ガジェットには他の実行可能コードに類似したダウンロードとインストールプロセスがあるので、ガジェットが動作するとき、類似したセキュリティ設定を提供することは適切です。MSHTML ランタイムは、HTML アプリケーションまたはローカル マシン ゾーン セキュリティ構成に与えられる許可セットのように構成されます。たとえば、ガジェットはウェブ・ページと異なるいくつかの方法で構成されます。ガジェットは実行可能コードとみなされるので、「スクリプトを実行しても安全だとマークされていない ActiveX コントロールの初期化とスクリプトの実行」オプションがそのように構成され、ガジェットはインストール済みのすべての ActiveX オブジェクトでもつくることができます。ウェブ ページと異なって構成されるもう一つのオプションは、いろいろな場所からのデータは、ガジェットがより役に立つものとなり得ることがあるので、「ドメインを超えてデータ送信側にアクセスします」ことです。

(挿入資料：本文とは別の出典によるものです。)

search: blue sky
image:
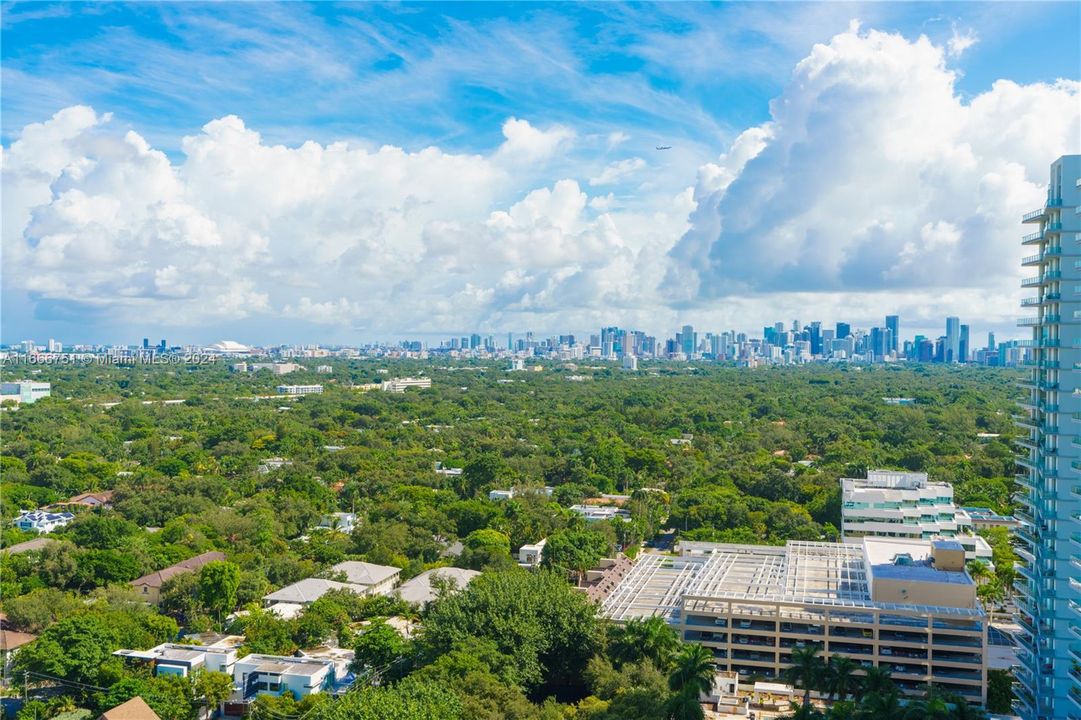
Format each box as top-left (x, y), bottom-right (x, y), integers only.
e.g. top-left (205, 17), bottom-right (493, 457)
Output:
top-left (2, 2), bottom-right (1081, 151)
top-left (0, 2), bottom-right (1081, 342)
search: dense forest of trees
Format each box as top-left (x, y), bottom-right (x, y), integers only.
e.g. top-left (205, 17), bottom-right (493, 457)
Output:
top-left (0, 360), bottom-right (1018, 720)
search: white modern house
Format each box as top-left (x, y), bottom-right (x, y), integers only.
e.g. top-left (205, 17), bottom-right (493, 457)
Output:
top-left (112, 636), bottom-right (352, 696)
top-left (395, 568), bottom-right (480, 608)
top-left (331, 560), bottom-right (402, 595)
top-left (570, 505), bottom-right (630, 522)
top-left (15, 510), bottom-right (75, 533)
top-left (112, 638), bottom-right (239, 678)
top-left (841, 470), bottom-right (991, 563)
top-left (316, 512), bottom-right (357, 535)
top-left (518, 537), bottom-right (548, 568)
top-left (0, 381), bottom-right (52, 405)
top-left (232, 655), bottom-right (335, 699)
top-left (278, 385), bottom-right (323, 395)
top-left (382, 377), bottom-right (431, 392)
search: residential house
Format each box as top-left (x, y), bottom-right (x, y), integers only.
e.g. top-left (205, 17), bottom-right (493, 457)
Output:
top-left (331, 560), bottom-right (402, 595)
top-left (15, 510), bottom-right (75, 533)
top-left (263, 568), bottom-right (363, 614)
top-left (395, 568), bottom-right (480, 608)
top-left (132, 551), bottom-right (225, 605)
top-left (112, 642), bottom-right (237, 678)
top-left (98, 695), bottom-right (161, 720)
top-left (0, 613), bottom-right (38, 679)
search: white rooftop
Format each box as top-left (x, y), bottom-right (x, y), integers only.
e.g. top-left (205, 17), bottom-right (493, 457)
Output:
top-left (397, 568), bottom-right (480, 604)
top-left (263, 577), bottom-right (368, 605)
top-left (331, 560), bottom-right (401, 585)
top-left (602, 537), bottom-right (983, 621)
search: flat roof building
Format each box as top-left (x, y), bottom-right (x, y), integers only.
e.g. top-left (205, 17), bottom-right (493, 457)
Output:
top-left (331, 560), bottom-right (402, 595)
top-left (382, 377), bottom-right (431, 392)
top-left (132, 550), bottom-right (225, 604)
top-left (0, 381), bottom-right (52, 405)
top-left (841, 470), bottom-right (991, 563)
top-left (278, 385), bottom-right (323, 395)
top-left (395, 568), bottom-right (480, 606)
top-left (601, 537), bottom-right (987, 703)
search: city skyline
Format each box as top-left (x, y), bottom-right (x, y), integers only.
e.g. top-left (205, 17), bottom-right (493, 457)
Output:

ええのか?ホンマにええのか?なんか、間違ってないか?
HTML とスクリプトをセットにして送りつけ、「これ見て」と送った場合、スクリプトは実行されない。しかし、ガジェットとして送った場合、そのスクリプトは実行される。
ええのか?ホンマにええのか?なんか、間違ってないか?
あ、メールで送ったのでは、実行されないかもしれない。メール サービスによっては、メールの添付ファイルにあるスクリプトを削ってしまうものがあるようだ。だから「ガジェットをメールで送るな、ウェブ サイトからダウンロードできるようにしろ」と、開発概要に書いてある。
救いは、ガジェットの配布プロセスでは ActiveX の登録はできないため、新たな ActiveX は実行されない、ってことか。また、署名の有無にかかわらず、ガジェットから ActiveX をダウンロードすることはできない。ガジェットだけ侵入させて、そのガジェットによってダウンロードさせてやろう、ということはできないわけだ。
しかし、WMI はオブジェクト化され、実行できる。もちろん、システムの設定を変更するようなものは、UAC に引っかかるが。とはいうものの、ファイルの一覧くらいはとれる。どんなものがインストールされているのかわかる。ユーザ(のアカウント)が所有者であるファイルを消すこともできる。
一体全体、「Trust Worthy Computing」は、どこに行ってしまったのやら。いや、きちんとレビューされたならそれはそれでいい。問題は、レビューされた内容がアナウンスされていないこと。レビューで出てきたセキュリティ リスクに対して、どのように考え、どう対処したのかがわからないこと。
そんなわけで。やはり「標準ユーザでアカウントを作って常用」「UAC はオンで!」「バックアップは数世代保存」を、自衛のために実行して欲しい(開発環境は除く)。
あ、ドメイン超え通信は、UAC や標準ユーザ アカウントで何とかできる問題ではない。その辺は、ファイヤー ウォールで何とかするとか、新しいソフトを入れたらしばらくは妙な通信をしていないかネットワーク トラフィックを監視するなど、しなければならない。